One third of a million of us are problem gamblers. On average, one problem gambler commits suicide every day.
The young are most at risk:
The harm goes wider: for each problem gambler, six other people, a total of two million, are harmed by the breakup of families, crime, loss of employment, loss of homes and, ultimately, loss of life.
The gambling industry spends £1.5 billion a year on advertising, and 60% of its profits come from the 5% who are already problem gamblers, or are at risk of becoming so.
Addiction to alcohol or drugs is high profile and highly resourced. The comparable harm caused by gambling addiction has not received the same attention and is only now beginning to be recognised.
How did we get to this state? Until the Gambling Act 2005, public policy decreed that while Parliament did not want to ban gambling, it would do nothing to stimulate it. All that changed with the radical Budd Report of 2001 which laid out a blueprint for the liberalisation of gambling, promoting consumer freedoms to choose in a wider competitive gambling market. The Government accepted this departure, and it was on this that the 2005 Act was based.
A second revolution, unforeseen by policy makers at the time, was the almost universal adoption of the smart phone and other devices which enabled gambling 24/7—whenever and wherever the gambler wanted, totally unsupervised.
Gambling operators have made hay exploiting the laissez faire regime that has existed hitherto, while successive governments and regulators have failed to keep up with the revolution in the UK gambling sector. Our report demonstrates the wholly reactive nature of regulation since gambling was liberalised. The unscrupulous methods and ingenuity of some gambling operators makes for shocking reading. Their tactics are to change their working methods just enough to avoid more regulation being imposed on them from outside; and to date that has worked well. This cannot continue.
We have made over fifty recommendations which, we believe, will begin to address the misery that a gambling addiction can visit on individuals and their families and friends.
At any age, affordability is key. A bet which to one person may be no more than what they might spend on any other form of enjoyment, to another may be a step towards becoming a problem gambler. The people most at risk are also the most profitable to the industry: the greater the problem, the bigger the profit. We have heard appalling stories of the most vulnerable people being targeted with inducements to continue gambling when the companies know they cannot afford to. Sometimes this is through failure to carry out the most basic checks, sometimes it is even deliberate. The industry has the resources to discover what is affordable, and we place on them the duty of not accepting bets from those who cannot afford them.

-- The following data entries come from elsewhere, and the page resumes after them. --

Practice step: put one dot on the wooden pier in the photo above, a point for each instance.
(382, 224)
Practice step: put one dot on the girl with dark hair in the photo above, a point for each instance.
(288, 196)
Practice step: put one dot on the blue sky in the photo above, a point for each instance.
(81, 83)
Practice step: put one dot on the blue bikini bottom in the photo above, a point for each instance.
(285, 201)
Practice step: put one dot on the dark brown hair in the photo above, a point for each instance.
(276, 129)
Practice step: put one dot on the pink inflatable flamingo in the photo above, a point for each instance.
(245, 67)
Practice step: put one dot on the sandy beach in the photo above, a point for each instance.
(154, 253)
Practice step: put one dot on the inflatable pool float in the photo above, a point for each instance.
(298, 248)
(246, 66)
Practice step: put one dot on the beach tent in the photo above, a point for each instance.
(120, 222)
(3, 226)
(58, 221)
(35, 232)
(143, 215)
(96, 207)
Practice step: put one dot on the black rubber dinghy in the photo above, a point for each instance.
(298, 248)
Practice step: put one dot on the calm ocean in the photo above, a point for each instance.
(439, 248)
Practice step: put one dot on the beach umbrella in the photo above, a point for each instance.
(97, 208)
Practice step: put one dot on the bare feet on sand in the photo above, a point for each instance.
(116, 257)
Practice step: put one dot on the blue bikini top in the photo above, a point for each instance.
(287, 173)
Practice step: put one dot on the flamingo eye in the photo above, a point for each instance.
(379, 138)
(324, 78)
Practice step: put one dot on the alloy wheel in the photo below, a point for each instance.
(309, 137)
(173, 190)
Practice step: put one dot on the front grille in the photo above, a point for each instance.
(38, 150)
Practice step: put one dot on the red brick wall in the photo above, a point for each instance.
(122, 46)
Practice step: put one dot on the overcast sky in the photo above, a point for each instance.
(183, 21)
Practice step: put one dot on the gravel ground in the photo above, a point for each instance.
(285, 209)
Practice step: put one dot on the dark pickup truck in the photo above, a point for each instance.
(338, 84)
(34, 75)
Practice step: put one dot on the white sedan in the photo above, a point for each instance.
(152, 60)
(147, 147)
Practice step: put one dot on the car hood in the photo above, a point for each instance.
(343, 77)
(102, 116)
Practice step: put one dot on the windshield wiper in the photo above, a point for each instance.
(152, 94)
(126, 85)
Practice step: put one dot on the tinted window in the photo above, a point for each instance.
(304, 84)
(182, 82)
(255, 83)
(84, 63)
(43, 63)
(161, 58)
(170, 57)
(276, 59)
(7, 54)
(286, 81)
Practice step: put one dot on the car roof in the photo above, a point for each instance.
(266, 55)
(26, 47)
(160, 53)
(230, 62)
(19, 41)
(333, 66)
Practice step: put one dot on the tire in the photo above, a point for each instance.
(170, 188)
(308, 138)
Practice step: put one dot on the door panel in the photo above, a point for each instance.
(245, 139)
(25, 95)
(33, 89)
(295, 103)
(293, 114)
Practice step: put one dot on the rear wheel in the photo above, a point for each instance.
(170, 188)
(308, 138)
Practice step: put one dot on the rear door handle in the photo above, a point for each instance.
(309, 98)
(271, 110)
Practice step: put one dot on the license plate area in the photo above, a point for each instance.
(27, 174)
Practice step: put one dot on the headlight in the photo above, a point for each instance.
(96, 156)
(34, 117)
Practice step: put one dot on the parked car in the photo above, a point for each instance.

Some of this conduct would have been prevented if the full range of penalties had been used by the Gambling Commission. Heavy fines can be imposed, orders made to return bets which should not have been taken, ultimately an operator’s licence can be removed. It is only recently, and as a reaction to criticism, that the Commission has begun to make better use of its wide powers. We have explained how more can and must be done.
We have considered whether all communications to customers with inducements to gamble should be banned. We have concluded that they should only be allowed to continue within strictly controlled limits. These include age limits, particularly stringent affordability checks, and a positive agreement by the customer to receive such communications.
New games are constantly being devised, often highly addictive, sometimes with a particular appeal to children. There is currently no adequate system of checking such games before they are put on the market. We recommend that new games should not be allowed until they have been tested against a range of factors to ensure that they do not score too highly on the harm indicator scale.
Throughout our inquiry individuals have been in touch with us to tell us how impossible their position is when they are in dispute with operators: no or inadequate response, failure to accept responsibility, dispute resolution which resolves nothing. Only a transparent and independent ombudsman system can resolve this.
However strict the controls, some gamblers will continue to fall through the net. This is a health problem, where the NHS should be at the forefront. Research, education and treatment are expensive, but can be and should be paid for out of the industry’s profits. It is beyond belief that the Government have steadfastly refused to exercise the powers they already have to impose a mandatory levy on the industry. They must drag their feet no longer.
We do not overlook that for most people who gamble this is a source of enjoyment that can foster social cohesion. We have been careful, in formulating our recommendations, to make sure that they impact on the undoubted benefits of gambling only to the extent necessary to make gambling safer for all.
Only in response to pressure from MPs, the public, pressure groups and the media, is any action being taken to deal with the harm caused by problem gambling. At last, all main political parties are promising action, notably in their most recent election manifestos.
The time for that action by the Government is now.